O IPMA, já há uns bons anos, publicou um artigo sobre os locais de Portugal continental com as temperaturas máximas médias mais altas nos meses de Junho, Julho e Agosto, no período 1960-1990.
Acho que para chegar a tais estimativas, utilizaram medições em abrigos meteorológicos, mas também interpolações.
Fizeram também uma análise exaustiva a diversos fatores locais e consequentemente conseguiram criar mapas com grande detalhe.
Penso que sobressaíram algumas regiões no Alto Douro, uma sei que fica perto de Cerejais. Uma outra, penso que fica na foz do Sabor.

Outra região, onde obtiveram valores muito altos, fica relativamente perto do Rio Tejo, mas bem no interior (não muito longe do Rosmaninhal).

A terceira região, onde obtiveram valores muito altos, mas já notoriamente abaixo das mencionadas acima, foi no Vale do Guadiana, a alguns kms a leste de Beja.

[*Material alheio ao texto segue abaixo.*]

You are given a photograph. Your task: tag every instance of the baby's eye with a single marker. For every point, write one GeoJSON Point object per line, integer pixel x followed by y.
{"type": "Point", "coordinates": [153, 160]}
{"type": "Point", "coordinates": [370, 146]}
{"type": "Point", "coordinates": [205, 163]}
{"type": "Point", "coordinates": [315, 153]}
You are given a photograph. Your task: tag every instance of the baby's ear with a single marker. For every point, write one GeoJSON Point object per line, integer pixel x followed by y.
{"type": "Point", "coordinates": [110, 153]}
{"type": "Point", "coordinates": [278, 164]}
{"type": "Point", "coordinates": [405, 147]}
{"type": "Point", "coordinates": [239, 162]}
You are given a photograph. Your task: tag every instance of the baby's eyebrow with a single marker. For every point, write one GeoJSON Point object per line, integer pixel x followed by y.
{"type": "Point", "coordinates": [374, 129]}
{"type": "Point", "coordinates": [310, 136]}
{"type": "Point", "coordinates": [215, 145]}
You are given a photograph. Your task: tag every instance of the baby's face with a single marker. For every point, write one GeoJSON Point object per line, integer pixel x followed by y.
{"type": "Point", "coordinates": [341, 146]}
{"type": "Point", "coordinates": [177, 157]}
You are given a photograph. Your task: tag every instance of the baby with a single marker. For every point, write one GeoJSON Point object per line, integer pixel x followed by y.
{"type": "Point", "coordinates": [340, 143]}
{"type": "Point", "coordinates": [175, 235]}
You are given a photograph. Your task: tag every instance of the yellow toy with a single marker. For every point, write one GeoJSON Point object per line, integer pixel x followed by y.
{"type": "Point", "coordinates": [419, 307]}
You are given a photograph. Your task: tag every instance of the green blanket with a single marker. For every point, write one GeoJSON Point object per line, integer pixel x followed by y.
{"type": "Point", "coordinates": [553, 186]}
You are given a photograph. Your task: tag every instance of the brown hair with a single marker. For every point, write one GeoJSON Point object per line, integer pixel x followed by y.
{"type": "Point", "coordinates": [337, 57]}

No entanto, é o Vale do Guadiana, a região mais extensa e contínua em Portugal que tem os verões muito quentes. Isto porque no Alto Douro e no Tejo interior, o contraste entre as zonas circundantes e os locais mais quentes, é muito maior (especialmente no Alto Douro).

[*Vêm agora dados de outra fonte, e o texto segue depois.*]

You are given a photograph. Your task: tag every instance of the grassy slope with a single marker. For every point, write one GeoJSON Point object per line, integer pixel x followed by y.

Neste estudo, também publicaram uma versão com as mínimas (dos meses mais quentes para o período de 1960-1990).

Claro que novas descobertas, poderão contradizer de forma significativa ou confirmar satisfatoriamente o que foi publicado neste estudo, assim como até indicar outros locais como candidatos... Mas até agora, nada mais foi publicado sobre o tema, pelo menos de que eu tenha conhecimento.
Como o mapa apresenta estimativas, também para alguns locais com estações, deu para verificar que os valores apresentados, são realistas ou até ligeiramente abaixo (pelo menos nos casos, em que foi possível comparar).
Penso que o IPMA ainda tem esse estudo, mas para o obter é preciso pagar.

Qual o local mais quente em médias anuais, não sei, mas provavelmente o Tejo Interior e o Vale do Guadiana, devem ter os locais mais quentes...

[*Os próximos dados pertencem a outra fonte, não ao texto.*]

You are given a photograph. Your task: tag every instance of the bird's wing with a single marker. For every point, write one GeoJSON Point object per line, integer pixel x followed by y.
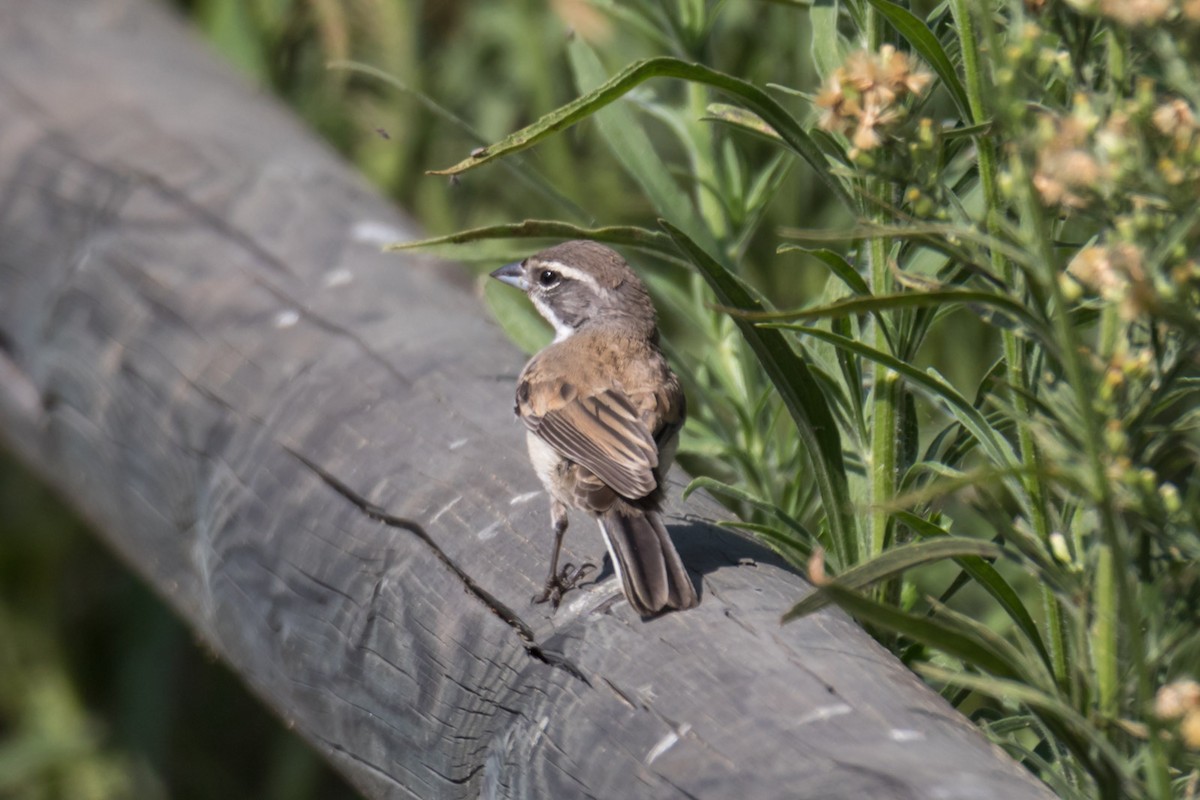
{"type": "Point", "coordinates": [603, 433]}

Mas claro que se as ilhas forem incluídas na equação, a Madeira, deverá ter as maiores médias anuais.

Quanto aos locais mais frios, seria muito interessante, se alguém apresentasse algum estudo, mas penso que em termos de média anual, deverão ser muito provavelmente, os pontos mais altos (zonas mais altas da Serra da Estrela, da Serra de Montesinho, da Peneda-Gerês, etc...).
Se incluirmos as ilhas, não sei que ordem de temperaturas são registadas no alto do Pico dos Açores (a única zona em Portugal, classificada com Clima de Tundra, por Koppen-Geiger).
Mas que chove muito por lá, disso parece não haver dúvidas.


----------



## irpsit (22 Jan 2020 às 09:56)

Eu diria que uma coisa e quem tem as temperaturas mais altas no Verao, e outra coisa e quem tem as temperaturas medias anuais mais altas.
Nao sei a media anual mais alta sera algures no Sotavento Algarvio, ou entao um pouco mais acima no Vale do Guadiana.
O Vale do Douro tem dias muito frios no Inverno.

Lisboa, Faro e o litoral alentejano tambem devem ter temperaturas medias anuais relativamente elevadas.

Quanto as medias mais baixas, talvez seja Serra da Estrela.

Se incluirmos as ilhas, a media mais alta, deve ser algures na costa sul da Madeira. E media mais baixa, poderia ser ate no topo do Pico.


----------



## belem (22 Jan 2020 às 20:18)

irpsit disse:


> Eu diria que uma coisa e quem tem as temperaturas mais altas no Verao, e outra coisa e quem tem as temperaturas medias anuais mais altas.
> Nao sei a media anual mais alta sera algures no Sotavento Algarvio, ou entao um pouco mais acima no Vale do Guadiana.
> O Vale do Douro tem dias muito frios no Inverno.
> 
> ...



Sim, claro que temperaturas médias anuais mais altas, não são o mesmo que as temperaturas mais altas no verão.

Mas pessoalmente acho que o vale do Guadiana, não dá chances ao sotavento algarvio.


----------